- The CEO of Dollar General said moving away from self-checkouts will help reduce ‘shrink’ from merchandise loss
- Self-checkouts make it easier for customers to shoplift or incorrectly scan items
- It comes as a wave of shoplifting sweeps the US with stores forced to lock away even everyday items
Dollar General has joined the growing list of retailers turning their backs on self-checkouts, saying they drive losses through shoplifting and customer errors.
Walmart, Shop-Rite, Costco, Five Below and Target have all cut back on the number of self-checkouts or reduced the amount of customers able to use them.
Dollar General CEO Todd Vasos said: ‘We had started to rely too much this year on self-checkout in our stores.
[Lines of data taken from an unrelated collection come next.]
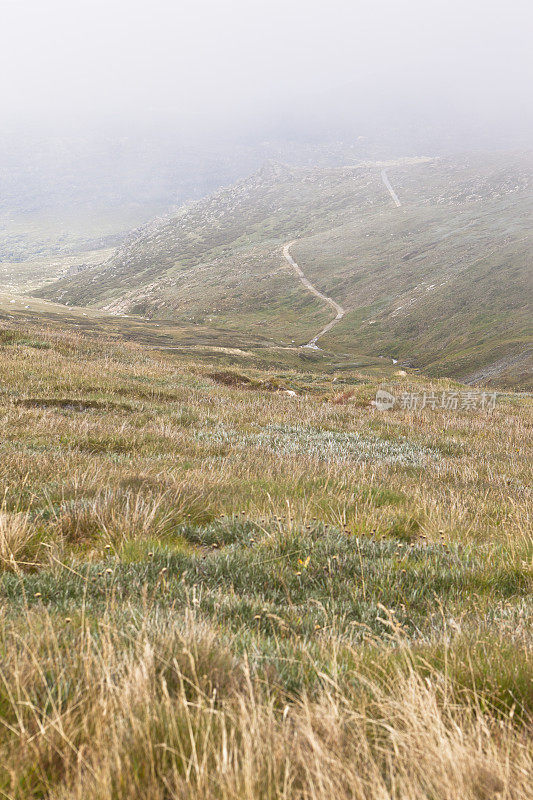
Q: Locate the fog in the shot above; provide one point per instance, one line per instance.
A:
(208, 67)
(114, 111)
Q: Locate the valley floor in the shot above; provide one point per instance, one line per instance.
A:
(212, 588)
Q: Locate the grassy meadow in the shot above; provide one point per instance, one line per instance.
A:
(212, 588)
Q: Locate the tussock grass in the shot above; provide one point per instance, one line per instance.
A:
(213, 592)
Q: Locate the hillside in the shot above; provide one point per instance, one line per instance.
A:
(441, 282)
(247, 583)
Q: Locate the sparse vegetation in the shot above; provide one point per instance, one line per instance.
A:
(210, 588)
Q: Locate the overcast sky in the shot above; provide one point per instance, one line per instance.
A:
(215, 62)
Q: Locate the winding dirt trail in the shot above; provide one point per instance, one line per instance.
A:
(339, 310)
(385, 179)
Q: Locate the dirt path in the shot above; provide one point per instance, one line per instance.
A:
(339, 310)
(385, 179)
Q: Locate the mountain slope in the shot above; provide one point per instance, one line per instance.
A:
(441, 281)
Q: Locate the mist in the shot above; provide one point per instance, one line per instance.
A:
(230, 69)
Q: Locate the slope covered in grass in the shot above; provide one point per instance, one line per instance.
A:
(442, 282)
(210, 588)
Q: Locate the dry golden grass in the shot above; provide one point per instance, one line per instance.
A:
(215, 591)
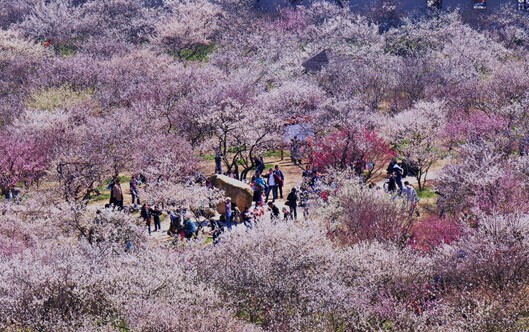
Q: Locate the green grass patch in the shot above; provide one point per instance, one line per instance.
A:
(273, 153)
(208, 157)
(105, 193)
(198, 52)
(56, 98)
(426, 193)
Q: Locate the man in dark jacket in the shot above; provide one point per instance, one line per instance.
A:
(281, 180)
(272, 181)
(292, 202)
(146, 216)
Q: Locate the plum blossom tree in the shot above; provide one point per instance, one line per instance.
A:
(356, 213)
(188, 24)
(25, 160)
(415, 134)
(483, 184)
(359, 149)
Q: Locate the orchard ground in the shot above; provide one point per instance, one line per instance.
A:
(293, 178)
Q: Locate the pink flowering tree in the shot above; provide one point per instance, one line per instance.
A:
(360, 149)
(416, 136)
(25, 160)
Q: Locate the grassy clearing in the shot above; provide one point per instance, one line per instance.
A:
(426, 193)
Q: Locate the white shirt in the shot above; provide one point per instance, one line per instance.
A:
(271, 180)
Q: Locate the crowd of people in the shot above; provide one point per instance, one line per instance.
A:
(268, 188)
(397, 188)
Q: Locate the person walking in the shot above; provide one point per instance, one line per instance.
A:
(281, 180)
(292, 202)
(272, 182)
(117, 194)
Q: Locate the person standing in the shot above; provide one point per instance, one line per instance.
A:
(292, 202)
(391, 184)
(247, 218)
(229, 212)
(218, 161)
(281, 180)
(410, 196)
(146, 215)
(156, 213)
(134, 191)
(398, 172)
(272, 182)
(304, 201)
(117, 194)
(259, 165)
(295, 151)
(274, 211)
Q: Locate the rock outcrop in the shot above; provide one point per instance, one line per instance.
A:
(239, 192)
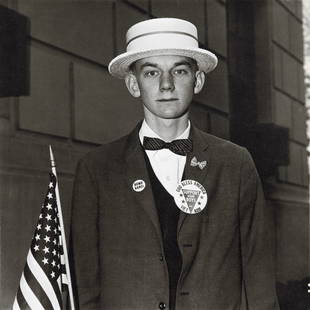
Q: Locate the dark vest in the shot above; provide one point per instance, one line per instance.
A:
(168, 214)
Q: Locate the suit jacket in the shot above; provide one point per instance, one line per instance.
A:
(117, 250)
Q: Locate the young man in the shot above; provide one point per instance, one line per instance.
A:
(169, 217)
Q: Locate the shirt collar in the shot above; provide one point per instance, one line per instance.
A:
(145, 130)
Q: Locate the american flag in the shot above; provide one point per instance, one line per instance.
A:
(44, 276)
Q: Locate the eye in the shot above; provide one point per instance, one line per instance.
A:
(151, 73)
(180, 72)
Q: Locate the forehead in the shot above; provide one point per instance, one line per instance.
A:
(165, 60)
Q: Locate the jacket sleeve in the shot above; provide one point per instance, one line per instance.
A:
(84, 242)
(256, 233)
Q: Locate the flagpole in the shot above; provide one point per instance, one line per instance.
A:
(53, 164)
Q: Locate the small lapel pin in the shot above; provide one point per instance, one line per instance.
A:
(200, 164)
(138, 185)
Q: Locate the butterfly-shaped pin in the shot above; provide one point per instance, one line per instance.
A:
(200, 164)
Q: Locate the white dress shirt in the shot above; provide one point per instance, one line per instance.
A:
(167, 166)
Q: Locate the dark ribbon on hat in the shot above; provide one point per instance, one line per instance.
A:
(179, 146)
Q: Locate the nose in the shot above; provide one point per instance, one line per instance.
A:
(166, 82)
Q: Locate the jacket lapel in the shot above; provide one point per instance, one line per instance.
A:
(135, 168)
(194, 172)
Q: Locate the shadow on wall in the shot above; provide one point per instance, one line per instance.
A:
(294, 295)
(14, 53)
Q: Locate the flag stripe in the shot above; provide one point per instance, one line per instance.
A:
(37, 289)
(30, 298)
(20, 299)
(43, 280)
(16, 305)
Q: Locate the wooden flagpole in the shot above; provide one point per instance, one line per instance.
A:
(62, 228)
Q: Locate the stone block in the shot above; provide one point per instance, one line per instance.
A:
(80, 27)
(280, 25)
(282, 110)
(193, 11)
(296, 38)
(301, 84)
(104, 109)
(305, 167)
(47, 108)
(277, 67)
(4, 107)
(292, 223)
(290, 75)
(298, 9)
(143, 4)
(219, 126)
(299, 114)
(295, 172)
(215, 92)
(289, 5)
(126, 16)
(217, 27)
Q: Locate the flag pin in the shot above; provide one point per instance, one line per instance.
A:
(138, 185)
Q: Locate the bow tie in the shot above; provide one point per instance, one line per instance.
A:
(180, 146)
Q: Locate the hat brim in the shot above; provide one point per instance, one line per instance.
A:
(119, 66)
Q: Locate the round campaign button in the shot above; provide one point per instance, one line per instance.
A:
(190, 197)
(138, 185)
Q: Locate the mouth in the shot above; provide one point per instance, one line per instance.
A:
(167, 100)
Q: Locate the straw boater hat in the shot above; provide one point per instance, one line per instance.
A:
(162, 36)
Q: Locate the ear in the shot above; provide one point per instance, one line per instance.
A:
(200, 80)
(132, 85)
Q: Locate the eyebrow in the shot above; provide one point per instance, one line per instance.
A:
(176, 64)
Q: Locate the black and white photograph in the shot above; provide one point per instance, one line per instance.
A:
(154, 154)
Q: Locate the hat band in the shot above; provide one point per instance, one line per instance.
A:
(161, 32)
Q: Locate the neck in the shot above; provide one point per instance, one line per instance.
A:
(168, 129)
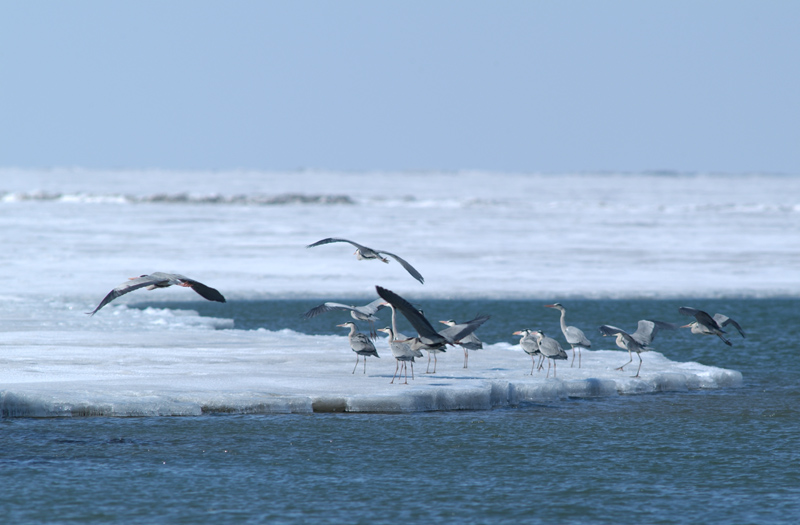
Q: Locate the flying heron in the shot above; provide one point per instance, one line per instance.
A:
(551, 349)
(574, 336)
(159, 280)
(359, 313)
(639, 341)
(529, 345)
(707, 325)
(360, 344)
(427, 337)
(469, 342)
(362, 252)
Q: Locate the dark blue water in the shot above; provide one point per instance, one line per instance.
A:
(729, 456)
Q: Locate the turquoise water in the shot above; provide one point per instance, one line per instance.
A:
(730, 456)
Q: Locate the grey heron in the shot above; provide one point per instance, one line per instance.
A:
(360, 344)
(639, 341)
(469, 342)
(427, 337)
(362, 252)
(529, 345)
(160, 280)
(706, 325)
(574, 336)
(551, 349)
(359, 313)
(402, 353)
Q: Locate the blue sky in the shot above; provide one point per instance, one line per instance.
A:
(539, 86)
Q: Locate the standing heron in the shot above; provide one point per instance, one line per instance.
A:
(707, 325)
(402, 353)
(362, 252)
(529, 345)
(360, 344)
(359, 313)
(427, 337)
(574, 336)
(639, 341)
(551, 349)
(160, 280)
(470, 342)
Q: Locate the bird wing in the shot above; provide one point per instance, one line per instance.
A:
(607, 329)
(327, 307)
(206, 292)
(576, 336)
(129, 286)
(646, 330)
(373, 307)
(417, 320)
(335, 239)
(457, 332)
(410, 269)
(701, 316)
(724, 320)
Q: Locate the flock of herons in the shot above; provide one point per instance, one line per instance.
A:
(406, 349)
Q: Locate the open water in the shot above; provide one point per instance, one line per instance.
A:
(724, 456)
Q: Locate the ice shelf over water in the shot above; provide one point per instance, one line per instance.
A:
(229, 371)
(70, 236)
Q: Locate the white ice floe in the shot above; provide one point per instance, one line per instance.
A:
(70, 236)
(193, 372)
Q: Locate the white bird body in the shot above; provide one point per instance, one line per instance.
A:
(551, 349)
(360, 344)
(364, 252)
(574, 335)
(160, 280)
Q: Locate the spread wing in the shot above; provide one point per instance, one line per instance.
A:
(335, 239)
(724, 320)
(417, 320)
(129, 286)
(410, 269)
(206, 292)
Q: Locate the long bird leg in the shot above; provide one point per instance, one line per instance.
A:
(629, 362)
(396, 366)
(640, 365)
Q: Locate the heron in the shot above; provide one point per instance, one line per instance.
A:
(359, 313)
(362, 252)
(707, 325)
(160, 280)
(529, 345)
(360, 344)
(470, 342)
(639, 341)
(551, 349)
(574, 336)
(402, 353)
(427, 337)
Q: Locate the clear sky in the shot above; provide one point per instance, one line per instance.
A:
(539, 86)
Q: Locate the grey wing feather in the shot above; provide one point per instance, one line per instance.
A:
(334, 239)
(724, 320)
(410, 269)
(129, 286)
(576, 336)
(417, 320)
(455, 333)
(607, 330)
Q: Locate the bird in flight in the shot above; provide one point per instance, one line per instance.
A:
(363, 252)
(160, 280)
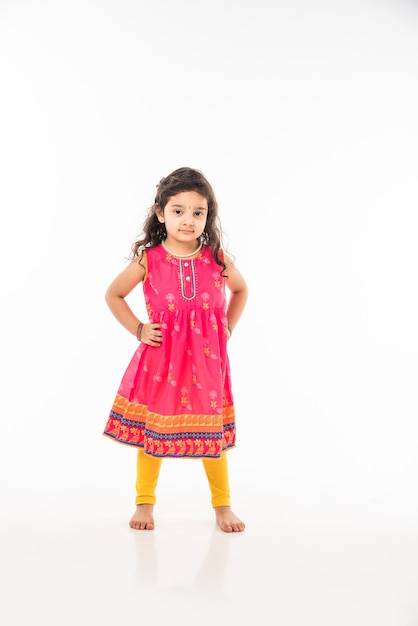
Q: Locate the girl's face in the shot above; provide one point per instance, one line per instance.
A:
(184, 216)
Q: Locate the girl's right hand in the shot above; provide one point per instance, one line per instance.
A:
(151, 334)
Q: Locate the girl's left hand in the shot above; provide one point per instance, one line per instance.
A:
(151, 334)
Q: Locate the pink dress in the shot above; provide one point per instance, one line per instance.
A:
(175, 400)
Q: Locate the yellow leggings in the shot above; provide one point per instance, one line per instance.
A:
(148, 470)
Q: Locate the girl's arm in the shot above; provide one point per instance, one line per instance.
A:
(115, 296)
(117, 291)
(238, 293)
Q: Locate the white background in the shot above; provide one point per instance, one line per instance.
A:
(303, 116)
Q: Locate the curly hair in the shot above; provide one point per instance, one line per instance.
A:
(154, 232)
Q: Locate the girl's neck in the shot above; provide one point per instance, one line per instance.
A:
(185, 252)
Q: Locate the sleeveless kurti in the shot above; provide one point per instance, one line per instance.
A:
(175, 400)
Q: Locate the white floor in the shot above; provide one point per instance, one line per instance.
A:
(69, 557)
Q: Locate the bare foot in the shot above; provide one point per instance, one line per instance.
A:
(227, 520)
(143, 518)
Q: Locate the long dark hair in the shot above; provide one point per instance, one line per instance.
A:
(182, 179)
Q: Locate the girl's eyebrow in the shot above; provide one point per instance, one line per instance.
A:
(182, 206)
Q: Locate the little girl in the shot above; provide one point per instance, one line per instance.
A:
(175, 396)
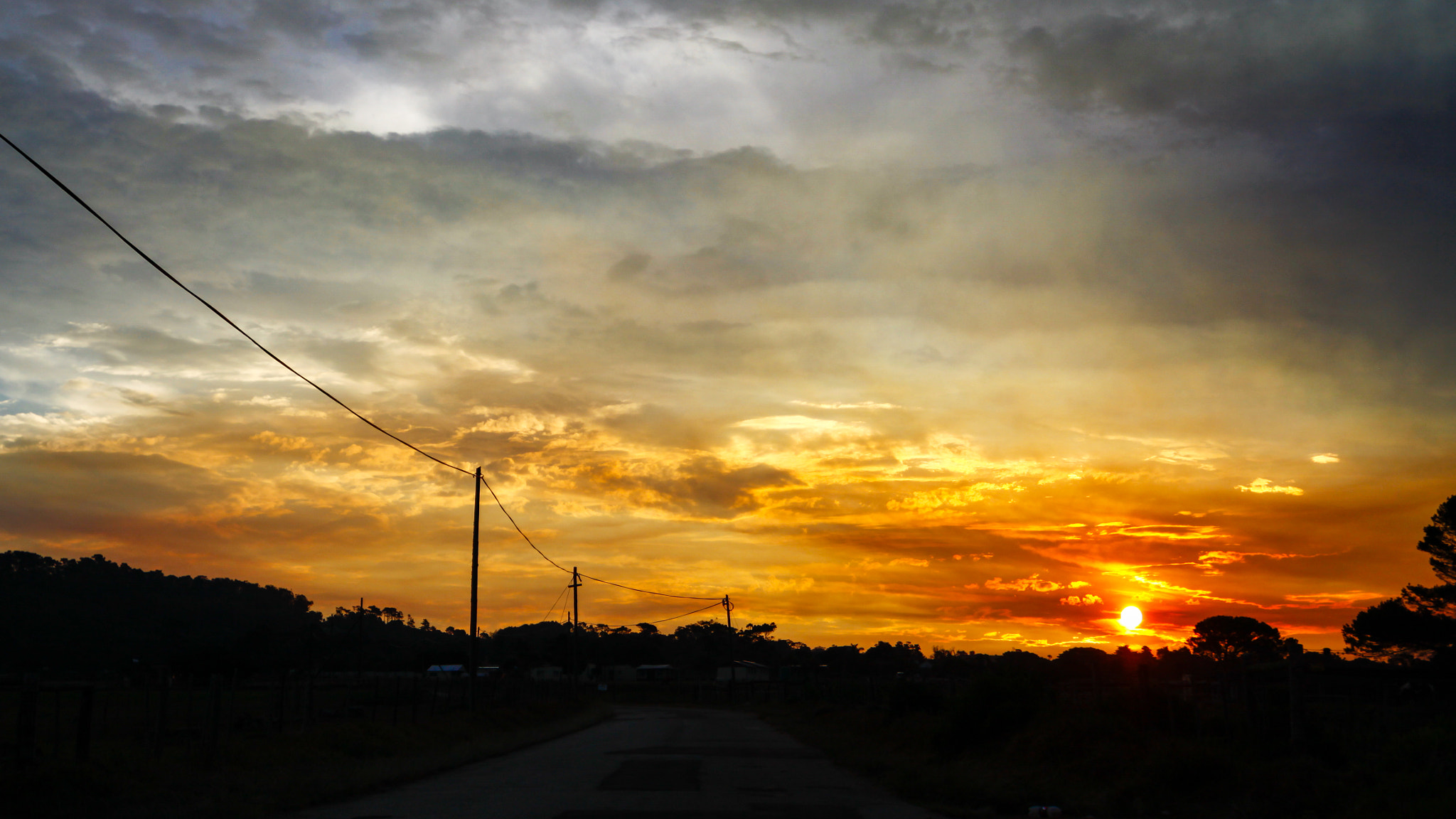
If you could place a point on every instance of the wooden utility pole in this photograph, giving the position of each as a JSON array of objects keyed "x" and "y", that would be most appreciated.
[
  {"x": 733, "y": 662},
  {"x": 358, "y": 646},
  {"x": 475, "y": 585},
  {"x": 575, "y": 619}
]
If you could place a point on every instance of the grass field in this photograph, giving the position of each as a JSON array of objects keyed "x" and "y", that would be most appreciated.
[
  {"x": 1103, "y": 764},
  {"x": 267, "y": 773}
]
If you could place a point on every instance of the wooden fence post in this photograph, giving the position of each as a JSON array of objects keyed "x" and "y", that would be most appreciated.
[{"x": 83, "y": 723}]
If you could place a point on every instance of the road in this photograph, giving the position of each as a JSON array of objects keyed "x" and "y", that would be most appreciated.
[{"x": 646, "y": 763}]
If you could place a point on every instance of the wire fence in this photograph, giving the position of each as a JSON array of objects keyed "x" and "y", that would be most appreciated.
[{"x": 198, "y": 716}]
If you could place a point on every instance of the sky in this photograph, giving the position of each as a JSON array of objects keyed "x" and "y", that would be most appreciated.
[{"x": 961, "y": 324}]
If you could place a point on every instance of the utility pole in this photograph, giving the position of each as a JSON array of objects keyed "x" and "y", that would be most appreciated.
[
  {"x": 358, "y": 646},
  {"x": 475, "y": 583},
  {"x": 733, "y": 662},
  {"x": 575, "y": 619}
]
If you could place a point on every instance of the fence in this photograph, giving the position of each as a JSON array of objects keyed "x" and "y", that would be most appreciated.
[{"x": 197, "y": 716}]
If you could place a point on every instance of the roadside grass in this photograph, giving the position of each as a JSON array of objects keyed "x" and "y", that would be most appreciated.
[
  {"x": 264, "y": 774},
  {"x": 1101, "y": 764}
]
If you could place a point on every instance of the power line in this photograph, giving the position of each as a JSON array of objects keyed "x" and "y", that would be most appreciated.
[
  {"x": 682, "y": 616},
  {"x": 552, "y": 609},
  {"x": 208, "y": 305},
  {"x": 306, "y": 379}
]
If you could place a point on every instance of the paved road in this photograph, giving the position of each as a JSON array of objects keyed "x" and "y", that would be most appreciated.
[{"x": 647, "y": 763}]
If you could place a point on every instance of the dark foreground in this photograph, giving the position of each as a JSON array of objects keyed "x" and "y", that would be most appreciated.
[{"x": 647, "y": 763}]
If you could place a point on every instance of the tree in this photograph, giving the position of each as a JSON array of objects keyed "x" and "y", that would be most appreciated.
[
  {"x": 1421, "y": 623},
  {"x": 1228, "y": 637},
  {"x": 1440, "y": 541}
]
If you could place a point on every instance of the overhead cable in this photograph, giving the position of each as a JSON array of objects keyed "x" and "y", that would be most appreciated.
[
  {"x": 208, "y": 305},
  {"x": 306, "y": 379}
]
We should be using self-checkout as a secondary checkout vehicle, not a primary.’
The company said self-checkouts fuel merchandise loss – or ‘shrink’ – through shoplifting, employee theft, damaged products, administrative errors and online fraud.
It comes just after the chain had massively expanded self-checkouts, adding them to more than half of its 19,000 stores.
Dollar General CEO Todd Vasos said moving away from self-checkouts would help the chain combat shrink
Dollar General joins a raft of companies moving away from self-checkouts
The company had also piloted self-checkout only stores with no cashier lanes, betting it would reduce labor costs and speed up checkout processes.
And although it does save on employee costs, the company has reassigned more staff to ring customers up.
Vasos said: ‘It helps on the sales line because we’ve got somebody to meet, greet and ring up the customer.
‘It also helps on the shrink line because (we’ve) got somebody at the front end of the store that is always there to monitor.’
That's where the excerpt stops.